Showing: December 3rd-31st
Reception: Saturday December 10th, 5-7 pm
Participating Artists:
Maria Budner, Mary Elliott, Leonard Farwell, Steve Haimovitz, Becky Jaffe, Zohra Kalinkowitz, Deborah Lichtman, Ann Low, Don Melandry, Aphra Pia, Emmy Randol, John Rice, Diane Rice, Nancy Rubin, Cliff Saunders, Monika Schrag, Larry Statan, Carol Thomas, Theresa Thomas
Through her own photography, naturalist Becky Jaffe explores the innate sense of kinship she recognizes with other living beings. To further those explorations outside of her own work, Jaffe undertook curating an exhibition of her advanced photography students, each of them an artist in their own right. For the class, Jaffe wanted the artists to discover how the act of being behind the camera lens changes their viewpoint, physically, mentally and emotionally. In order to construct a common thread in each artist’s work, Jaffe posed this series of questions:
How does photography help you navigate your inquiry into your curiosities?
How does photography help connect you to what you love?
How does photography kindle your wonder?
What has photography revealed to you about the nature of ‘seeing’ itself?
How is photography teaching you to see with new eyes?

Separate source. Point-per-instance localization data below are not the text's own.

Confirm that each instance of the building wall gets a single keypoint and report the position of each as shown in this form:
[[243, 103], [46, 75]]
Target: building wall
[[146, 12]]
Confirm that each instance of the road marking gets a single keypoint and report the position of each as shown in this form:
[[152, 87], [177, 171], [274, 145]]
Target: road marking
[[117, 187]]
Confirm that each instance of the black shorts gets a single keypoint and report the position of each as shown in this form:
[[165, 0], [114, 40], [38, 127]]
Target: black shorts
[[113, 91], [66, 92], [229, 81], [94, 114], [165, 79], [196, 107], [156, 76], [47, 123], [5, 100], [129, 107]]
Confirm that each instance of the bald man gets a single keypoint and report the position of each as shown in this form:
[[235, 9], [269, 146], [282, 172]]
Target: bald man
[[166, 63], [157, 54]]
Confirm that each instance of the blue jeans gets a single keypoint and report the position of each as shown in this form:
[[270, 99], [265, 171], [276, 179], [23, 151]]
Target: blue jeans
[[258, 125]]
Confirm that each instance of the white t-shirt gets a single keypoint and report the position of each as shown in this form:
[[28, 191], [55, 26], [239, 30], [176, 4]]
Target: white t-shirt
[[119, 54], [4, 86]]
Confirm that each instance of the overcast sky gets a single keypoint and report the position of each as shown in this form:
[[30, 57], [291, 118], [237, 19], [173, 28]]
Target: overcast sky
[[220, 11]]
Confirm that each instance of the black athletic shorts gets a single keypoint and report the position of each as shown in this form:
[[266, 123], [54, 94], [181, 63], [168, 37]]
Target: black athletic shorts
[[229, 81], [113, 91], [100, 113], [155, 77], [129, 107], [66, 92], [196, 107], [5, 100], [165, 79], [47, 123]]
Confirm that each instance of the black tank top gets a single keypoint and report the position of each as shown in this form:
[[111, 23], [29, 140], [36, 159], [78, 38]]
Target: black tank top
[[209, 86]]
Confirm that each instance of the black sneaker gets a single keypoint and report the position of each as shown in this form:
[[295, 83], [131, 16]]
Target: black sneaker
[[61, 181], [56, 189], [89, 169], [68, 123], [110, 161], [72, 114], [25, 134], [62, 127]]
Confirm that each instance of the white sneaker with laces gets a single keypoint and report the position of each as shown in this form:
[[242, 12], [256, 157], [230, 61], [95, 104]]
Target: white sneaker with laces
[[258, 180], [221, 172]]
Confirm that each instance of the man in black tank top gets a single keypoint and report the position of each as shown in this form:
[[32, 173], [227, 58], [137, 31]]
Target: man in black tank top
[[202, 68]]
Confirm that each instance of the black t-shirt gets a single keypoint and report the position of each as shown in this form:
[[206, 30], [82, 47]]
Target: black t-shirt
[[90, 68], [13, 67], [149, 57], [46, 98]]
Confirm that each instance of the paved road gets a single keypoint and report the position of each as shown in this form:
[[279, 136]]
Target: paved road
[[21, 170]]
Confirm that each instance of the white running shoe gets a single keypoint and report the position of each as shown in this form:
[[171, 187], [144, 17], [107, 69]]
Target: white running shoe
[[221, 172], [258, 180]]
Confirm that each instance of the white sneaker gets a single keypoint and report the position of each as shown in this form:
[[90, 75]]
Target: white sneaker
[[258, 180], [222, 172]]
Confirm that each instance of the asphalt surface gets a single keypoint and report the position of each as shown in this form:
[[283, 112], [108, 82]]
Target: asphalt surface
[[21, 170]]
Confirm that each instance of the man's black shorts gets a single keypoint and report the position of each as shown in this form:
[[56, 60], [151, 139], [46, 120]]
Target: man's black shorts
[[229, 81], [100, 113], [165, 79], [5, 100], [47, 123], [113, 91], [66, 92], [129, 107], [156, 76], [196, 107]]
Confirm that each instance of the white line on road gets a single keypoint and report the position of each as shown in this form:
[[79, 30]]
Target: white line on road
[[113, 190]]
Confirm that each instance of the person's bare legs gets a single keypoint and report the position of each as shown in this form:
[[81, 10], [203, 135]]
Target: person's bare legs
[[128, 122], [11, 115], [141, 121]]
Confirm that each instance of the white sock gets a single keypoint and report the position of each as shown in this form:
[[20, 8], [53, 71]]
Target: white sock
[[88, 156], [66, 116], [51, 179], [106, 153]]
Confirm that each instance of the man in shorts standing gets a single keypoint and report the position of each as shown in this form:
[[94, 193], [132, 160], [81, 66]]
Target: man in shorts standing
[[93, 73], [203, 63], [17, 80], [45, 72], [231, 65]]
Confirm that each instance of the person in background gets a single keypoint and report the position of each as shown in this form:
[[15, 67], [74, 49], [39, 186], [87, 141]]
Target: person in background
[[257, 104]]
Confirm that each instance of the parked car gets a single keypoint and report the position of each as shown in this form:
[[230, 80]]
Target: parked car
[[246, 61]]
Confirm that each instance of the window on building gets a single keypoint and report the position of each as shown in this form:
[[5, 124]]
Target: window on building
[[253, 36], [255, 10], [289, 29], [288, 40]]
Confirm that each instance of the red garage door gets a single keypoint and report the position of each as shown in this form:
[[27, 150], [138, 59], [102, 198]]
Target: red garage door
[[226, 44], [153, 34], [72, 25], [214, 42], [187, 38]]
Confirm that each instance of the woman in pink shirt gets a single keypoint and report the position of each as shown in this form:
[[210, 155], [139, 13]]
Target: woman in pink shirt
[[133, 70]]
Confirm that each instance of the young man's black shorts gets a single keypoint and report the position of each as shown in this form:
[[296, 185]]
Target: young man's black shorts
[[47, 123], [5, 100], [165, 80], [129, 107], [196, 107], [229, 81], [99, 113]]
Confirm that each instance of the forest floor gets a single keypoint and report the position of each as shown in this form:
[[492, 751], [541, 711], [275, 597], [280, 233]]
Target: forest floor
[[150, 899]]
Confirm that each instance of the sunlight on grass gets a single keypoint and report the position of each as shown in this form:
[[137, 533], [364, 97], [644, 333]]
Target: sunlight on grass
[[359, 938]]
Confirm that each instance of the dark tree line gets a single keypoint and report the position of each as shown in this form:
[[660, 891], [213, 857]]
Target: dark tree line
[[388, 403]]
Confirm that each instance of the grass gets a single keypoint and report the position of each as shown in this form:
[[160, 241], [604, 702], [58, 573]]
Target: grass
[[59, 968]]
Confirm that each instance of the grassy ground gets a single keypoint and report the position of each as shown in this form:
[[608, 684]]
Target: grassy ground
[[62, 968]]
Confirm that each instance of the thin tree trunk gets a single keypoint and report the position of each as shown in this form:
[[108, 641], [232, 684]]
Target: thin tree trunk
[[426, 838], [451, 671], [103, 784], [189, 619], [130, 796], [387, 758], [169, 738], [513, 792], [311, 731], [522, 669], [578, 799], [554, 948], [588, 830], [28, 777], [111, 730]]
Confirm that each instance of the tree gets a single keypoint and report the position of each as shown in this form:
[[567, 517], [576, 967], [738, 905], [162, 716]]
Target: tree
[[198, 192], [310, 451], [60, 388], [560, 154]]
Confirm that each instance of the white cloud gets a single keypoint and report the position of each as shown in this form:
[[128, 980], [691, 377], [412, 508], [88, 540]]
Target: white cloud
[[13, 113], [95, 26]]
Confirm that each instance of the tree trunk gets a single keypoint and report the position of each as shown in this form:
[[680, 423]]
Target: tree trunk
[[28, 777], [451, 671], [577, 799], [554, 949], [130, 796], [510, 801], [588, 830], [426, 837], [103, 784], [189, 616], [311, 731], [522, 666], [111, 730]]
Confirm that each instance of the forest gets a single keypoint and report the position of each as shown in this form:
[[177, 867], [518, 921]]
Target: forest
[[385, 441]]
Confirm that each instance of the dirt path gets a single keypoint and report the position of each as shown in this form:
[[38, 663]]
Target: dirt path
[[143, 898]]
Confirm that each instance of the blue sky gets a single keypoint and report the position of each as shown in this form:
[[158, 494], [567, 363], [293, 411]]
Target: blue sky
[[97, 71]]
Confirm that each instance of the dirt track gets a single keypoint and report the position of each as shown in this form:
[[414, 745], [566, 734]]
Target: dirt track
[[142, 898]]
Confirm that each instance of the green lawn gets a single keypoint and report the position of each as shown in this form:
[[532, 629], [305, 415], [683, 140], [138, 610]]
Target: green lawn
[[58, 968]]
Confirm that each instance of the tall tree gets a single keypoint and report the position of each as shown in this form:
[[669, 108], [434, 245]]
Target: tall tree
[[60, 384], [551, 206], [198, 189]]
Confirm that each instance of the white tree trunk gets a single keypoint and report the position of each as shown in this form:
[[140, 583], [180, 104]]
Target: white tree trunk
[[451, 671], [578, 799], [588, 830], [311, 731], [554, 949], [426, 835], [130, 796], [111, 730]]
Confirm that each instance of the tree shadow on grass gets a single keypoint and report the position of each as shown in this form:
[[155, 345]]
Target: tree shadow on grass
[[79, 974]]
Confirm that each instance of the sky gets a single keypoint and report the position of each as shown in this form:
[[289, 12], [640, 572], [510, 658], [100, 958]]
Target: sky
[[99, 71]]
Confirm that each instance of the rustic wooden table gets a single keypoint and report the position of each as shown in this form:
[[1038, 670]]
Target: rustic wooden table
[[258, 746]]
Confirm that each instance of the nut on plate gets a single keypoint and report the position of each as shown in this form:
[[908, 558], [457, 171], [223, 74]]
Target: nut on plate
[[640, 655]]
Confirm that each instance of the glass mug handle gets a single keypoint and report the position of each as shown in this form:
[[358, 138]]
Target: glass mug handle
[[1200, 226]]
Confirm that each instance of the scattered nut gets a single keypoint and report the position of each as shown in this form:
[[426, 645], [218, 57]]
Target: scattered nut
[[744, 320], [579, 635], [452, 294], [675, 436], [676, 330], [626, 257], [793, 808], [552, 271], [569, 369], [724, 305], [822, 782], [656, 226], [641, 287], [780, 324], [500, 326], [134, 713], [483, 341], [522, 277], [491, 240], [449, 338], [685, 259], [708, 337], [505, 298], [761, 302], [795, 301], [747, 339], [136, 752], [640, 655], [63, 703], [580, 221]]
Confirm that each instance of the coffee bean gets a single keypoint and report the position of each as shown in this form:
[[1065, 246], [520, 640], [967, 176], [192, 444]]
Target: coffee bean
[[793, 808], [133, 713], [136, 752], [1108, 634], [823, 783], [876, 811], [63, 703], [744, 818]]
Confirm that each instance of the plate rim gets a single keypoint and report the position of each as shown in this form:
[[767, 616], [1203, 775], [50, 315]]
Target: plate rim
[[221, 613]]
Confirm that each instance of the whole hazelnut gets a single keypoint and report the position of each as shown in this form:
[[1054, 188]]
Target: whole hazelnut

As each artist seeks to find and express these answers through the medium of photography, the viewers are also posed a challenge to ‘see’ through the eyes of each artist and experience how photography teaches them to view the world with ever-deeper vision.
Becky Jaffe Biography
Becky Jaffe Fine Art Photography explores the nature of Biophilia, the innate sense of kinship we recognize with other living beings. Featuring flora and fauna from national parks, wildlife refuges, and biological reserves in Africa, the United States, and Latin America, her photographs embody the philosophy stated by Yann Arthus Bertrand, “The Earth is Art, the photographer only a witness.”
A photographer, naturalist, and educator living in Oakland, California, Becky Jaffe teaches biology to Bay Area high school students and leads environmental science tours at the University of California’s Botanical Garden at Berkeley. Using in-camera techniques that stretch the photographic medium to create painterly effects, she fuses an artist’s sensibility with a biologist’s curiosity in order to communicate reverence for the natural world. She enjoys photographing birds and tropical insects in particular, and relishes those moments when the insects appear to be studying her.
Her photographs have been recognized by the California Academy of Sciences, the Center for Fine Art Photography, the Entomological Society of America, and have been published in The Buddhist Poetry Review, Bay Nature Magazine, the San Francisco Chronicle, and National Geographic’s “Your Shot.”